Descriptive Analysis using Spark SQL
ICS 574 – HW #2 Descriptive Analytics 1. Solve the following questions on Google Colab or Databricks using Spark SQL a. [4 pts] Search the internet for a big dataset of at least 0.5 GB. b. [4 pts] Create a DataFrame from the dataset. c. Using the DataFrame and implement the following aggregation functions. i. [4 pts] Aggregation with grouping ii. [4 pts] Aggregation with pivoting iii. [4 pts] Aggregation with rollups and cubes d. Spark SQL supports the following window functions. Apply these functions on the DataFrame i. [10 pts] Ranking functions 1. rank 2. dense_rank 3. percent_rank 4. row_number 5. ntile ii. [10 pts] Analytic functions 1. cume_dist 2. first_value 3. last_value 4. lag 5. lead Deliverables • One pdf file which contains the following. o A cover page which includes, your KFUPM ID, name, HW number, and date o A description of the big dataset and its source. o Each SQL statement and a snapshot of its output o Problems you faced if any. Note: • • Submit the homework before 11:59pm Saturday April 27, 2024. There are many YouTube videos that teach how to use Spark in Databricks or Colab.

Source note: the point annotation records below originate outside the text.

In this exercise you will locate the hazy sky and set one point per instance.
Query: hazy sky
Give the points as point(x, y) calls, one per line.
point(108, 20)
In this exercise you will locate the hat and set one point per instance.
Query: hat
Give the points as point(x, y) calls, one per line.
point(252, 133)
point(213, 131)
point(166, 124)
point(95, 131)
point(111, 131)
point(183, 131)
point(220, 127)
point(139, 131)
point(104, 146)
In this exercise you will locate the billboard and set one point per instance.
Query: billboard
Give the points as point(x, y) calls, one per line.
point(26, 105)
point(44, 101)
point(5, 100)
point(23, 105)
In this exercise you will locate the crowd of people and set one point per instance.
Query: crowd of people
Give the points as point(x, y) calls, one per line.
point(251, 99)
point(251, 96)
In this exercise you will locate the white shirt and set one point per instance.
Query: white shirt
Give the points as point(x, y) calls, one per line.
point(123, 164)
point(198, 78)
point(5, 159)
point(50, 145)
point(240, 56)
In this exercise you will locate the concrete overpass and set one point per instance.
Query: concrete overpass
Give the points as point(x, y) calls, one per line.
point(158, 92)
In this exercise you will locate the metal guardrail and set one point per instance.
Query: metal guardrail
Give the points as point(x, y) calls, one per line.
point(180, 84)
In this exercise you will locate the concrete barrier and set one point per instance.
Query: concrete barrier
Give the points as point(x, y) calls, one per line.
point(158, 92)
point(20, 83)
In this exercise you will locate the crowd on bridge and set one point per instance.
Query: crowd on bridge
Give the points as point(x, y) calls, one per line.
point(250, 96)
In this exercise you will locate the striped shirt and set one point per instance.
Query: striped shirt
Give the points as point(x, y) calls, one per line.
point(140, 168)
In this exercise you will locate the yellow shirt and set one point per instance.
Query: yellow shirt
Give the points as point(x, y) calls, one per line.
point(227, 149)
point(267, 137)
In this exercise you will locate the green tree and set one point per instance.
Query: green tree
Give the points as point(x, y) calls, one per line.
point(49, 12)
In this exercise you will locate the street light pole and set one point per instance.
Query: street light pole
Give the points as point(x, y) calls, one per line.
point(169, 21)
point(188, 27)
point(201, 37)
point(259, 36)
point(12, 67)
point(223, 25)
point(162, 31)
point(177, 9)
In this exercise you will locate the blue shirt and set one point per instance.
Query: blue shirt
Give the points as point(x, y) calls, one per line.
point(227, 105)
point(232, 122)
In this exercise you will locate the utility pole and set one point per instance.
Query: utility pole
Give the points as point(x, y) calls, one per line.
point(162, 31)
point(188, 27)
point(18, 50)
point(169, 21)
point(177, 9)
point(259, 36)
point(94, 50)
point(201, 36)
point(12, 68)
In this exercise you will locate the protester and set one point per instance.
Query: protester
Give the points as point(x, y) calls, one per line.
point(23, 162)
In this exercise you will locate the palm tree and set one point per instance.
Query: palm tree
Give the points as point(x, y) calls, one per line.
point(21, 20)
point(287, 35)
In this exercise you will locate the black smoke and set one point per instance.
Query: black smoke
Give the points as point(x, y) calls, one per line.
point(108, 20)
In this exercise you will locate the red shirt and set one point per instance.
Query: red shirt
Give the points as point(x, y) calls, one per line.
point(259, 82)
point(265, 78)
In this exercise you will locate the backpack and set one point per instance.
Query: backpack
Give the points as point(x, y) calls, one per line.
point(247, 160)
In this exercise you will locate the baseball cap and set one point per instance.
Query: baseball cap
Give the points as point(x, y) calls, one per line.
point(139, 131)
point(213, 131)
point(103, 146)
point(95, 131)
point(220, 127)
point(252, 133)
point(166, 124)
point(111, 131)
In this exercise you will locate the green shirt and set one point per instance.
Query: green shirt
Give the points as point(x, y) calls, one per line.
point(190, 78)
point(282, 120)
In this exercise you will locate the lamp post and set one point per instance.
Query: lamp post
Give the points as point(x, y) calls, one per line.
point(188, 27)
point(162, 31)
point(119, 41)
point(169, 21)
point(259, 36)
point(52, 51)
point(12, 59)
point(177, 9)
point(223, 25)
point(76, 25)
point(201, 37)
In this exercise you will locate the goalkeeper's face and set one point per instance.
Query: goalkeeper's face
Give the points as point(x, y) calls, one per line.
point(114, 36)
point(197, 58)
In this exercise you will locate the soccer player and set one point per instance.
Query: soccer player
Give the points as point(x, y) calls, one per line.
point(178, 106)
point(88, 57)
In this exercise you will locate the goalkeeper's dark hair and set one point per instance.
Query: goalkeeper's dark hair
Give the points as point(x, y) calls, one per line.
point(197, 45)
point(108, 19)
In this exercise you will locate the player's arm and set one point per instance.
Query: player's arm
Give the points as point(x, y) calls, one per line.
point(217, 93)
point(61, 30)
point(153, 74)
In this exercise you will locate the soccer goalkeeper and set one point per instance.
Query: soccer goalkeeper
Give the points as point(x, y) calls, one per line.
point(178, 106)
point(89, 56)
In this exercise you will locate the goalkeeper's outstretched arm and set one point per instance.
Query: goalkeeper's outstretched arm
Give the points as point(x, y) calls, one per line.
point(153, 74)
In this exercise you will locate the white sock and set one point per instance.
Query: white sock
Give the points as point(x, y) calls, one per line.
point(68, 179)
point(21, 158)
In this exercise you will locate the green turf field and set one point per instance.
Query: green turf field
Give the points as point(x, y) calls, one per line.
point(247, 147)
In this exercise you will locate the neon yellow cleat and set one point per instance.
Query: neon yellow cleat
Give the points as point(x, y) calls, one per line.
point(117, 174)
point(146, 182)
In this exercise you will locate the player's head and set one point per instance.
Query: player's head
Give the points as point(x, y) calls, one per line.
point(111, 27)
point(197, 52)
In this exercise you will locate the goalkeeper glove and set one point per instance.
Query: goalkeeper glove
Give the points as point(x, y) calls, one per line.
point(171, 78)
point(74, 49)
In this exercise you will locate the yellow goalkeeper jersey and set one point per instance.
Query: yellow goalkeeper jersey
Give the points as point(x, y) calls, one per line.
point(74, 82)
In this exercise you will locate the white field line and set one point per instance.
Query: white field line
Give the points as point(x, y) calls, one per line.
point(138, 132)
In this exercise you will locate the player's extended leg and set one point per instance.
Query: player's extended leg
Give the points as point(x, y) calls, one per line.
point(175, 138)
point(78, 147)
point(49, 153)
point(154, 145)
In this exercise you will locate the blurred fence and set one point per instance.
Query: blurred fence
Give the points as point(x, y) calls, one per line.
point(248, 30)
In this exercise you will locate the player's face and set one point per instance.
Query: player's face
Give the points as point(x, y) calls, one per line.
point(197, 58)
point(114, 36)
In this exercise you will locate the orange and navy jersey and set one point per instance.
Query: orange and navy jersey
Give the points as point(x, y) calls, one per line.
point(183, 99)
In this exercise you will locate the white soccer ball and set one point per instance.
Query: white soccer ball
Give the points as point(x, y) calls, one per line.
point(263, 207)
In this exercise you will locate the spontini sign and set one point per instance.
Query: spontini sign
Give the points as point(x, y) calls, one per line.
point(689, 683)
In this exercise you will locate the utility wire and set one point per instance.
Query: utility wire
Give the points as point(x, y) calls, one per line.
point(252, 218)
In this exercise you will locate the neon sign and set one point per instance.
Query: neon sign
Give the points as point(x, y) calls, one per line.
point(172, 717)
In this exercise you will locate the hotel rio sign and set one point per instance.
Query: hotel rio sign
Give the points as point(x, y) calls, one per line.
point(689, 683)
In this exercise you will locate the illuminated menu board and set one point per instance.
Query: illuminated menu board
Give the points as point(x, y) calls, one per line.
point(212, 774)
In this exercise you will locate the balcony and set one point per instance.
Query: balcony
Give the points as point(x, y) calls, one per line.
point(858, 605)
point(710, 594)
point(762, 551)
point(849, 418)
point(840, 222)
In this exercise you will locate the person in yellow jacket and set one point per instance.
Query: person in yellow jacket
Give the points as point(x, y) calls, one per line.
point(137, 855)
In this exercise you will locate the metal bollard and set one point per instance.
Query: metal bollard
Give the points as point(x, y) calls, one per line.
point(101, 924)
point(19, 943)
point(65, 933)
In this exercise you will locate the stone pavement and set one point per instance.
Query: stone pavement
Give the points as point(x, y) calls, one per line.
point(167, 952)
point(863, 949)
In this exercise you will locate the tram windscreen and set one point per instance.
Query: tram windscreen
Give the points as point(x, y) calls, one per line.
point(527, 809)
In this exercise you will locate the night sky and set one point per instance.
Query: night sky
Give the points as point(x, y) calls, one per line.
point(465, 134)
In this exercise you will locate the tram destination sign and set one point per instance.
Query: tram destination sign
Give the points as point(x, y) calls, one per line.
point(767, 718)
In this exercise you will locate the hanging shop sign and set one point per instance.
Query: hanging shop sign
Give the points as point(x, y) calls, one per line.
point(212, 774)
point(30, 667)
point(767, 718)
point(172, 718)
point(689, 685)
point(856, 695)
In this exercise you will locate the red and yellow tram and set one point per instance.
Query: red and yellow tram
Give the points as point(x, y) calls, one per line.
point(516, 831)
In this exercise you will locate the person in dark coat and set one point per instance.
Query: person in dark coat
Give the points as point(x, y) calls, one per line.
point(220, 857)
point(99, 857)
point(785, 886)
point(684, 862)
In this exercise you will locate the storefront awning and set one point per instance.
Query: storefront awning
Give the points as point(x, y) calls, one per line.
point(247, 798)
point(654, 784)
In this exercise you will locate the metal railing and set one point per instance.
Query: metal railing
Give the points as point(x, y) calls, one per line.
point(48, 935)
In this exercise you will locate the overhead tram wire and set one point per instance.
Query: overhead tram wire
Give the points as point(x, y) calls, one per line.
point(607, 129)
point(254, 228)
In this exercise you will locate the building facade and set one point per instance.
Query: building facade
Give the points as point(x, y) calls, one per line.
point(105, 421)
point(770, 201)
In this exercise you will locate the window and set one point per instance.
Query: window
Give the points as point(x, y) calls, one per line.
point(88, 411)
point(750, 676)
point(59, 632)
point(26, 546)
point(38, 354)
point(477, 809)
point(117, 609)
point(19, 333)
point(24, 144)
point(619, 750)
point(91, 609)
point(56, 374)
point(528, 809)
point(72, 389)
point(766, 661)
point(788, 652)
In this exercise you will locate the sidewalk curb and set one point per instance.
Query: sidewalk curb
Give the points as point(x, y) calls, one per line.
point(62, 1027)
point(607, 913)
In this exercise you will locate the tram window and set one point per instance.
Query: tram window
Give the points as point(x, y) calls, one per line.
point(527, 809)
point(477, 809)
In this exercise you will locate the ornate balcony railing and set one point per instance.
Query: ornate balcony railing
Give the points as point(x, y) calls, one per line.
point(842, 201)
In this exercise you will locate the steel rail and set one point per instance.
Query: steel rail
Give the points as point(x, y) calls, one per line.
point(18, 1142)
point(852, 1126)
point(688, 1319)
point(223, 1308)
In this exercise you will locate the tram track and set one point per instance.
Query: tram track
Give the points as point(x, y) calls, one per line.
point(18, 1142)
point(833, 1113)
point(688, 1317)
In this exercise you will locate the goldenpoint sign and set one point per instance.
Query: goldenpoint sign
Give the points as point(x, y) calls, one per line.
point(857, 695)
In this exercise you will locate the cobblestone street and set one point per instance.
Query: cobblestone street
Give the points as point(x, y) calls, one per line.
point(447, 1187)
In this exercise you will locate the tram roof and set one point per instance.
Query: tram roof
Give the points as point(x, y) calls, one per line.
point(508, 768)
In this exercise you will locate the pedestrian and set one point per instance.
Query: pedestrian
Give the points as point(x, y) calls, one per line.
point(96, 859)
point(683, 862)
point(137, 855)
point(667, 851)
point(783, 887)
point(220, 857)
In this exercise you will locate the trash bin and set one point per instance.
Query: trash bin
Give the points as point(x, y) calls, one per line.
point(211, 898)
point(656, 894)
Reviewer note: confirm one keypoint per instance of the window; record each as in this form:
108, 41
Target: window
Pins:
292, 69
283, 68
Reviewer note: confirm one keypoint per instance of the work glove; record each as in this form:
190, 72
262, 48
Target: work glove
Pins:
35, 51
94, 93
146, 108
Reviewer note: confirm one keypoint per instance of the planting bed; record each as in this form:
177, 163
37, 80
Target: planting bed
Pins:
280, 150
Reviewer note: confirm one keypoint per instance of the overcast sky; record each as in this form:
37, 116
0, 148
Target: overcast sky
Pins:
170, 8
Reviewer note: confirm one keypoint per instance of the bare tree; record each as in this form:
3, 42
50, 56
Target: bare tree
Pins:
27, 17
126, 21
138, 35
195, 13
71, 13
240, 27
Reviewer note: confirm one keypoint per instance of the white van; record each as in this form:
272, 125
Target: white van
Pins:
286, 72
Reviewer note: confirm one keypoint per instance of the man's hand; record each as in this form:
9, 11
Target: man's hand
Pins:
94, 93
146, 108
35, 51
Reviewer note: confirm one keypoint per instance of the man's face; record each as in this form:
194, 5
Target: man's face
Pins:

Collepals.com Plagiarism Free Papers
Are you looking for custom essay writing service or even dissertation writing services? Just request for our write my paper service, and we'll match you with the best essay writer in your subject! With an exceptional team of professional academic experts in a wide range of subjects, we can guarantee you an unrivaled quality of custom-written papers.
Get ZERO PLAGIARISM, HUMAN WRITTEN ESSAYS
Why Hire Collepals.com writers to do your paper?
Quality- We are experienced and have access to ample research materials.
We write plagiarism Free Content
Confidential- We never share or sell your personal information to third parties.
Support-Chat with us today! We are always waiting to answer all your questions.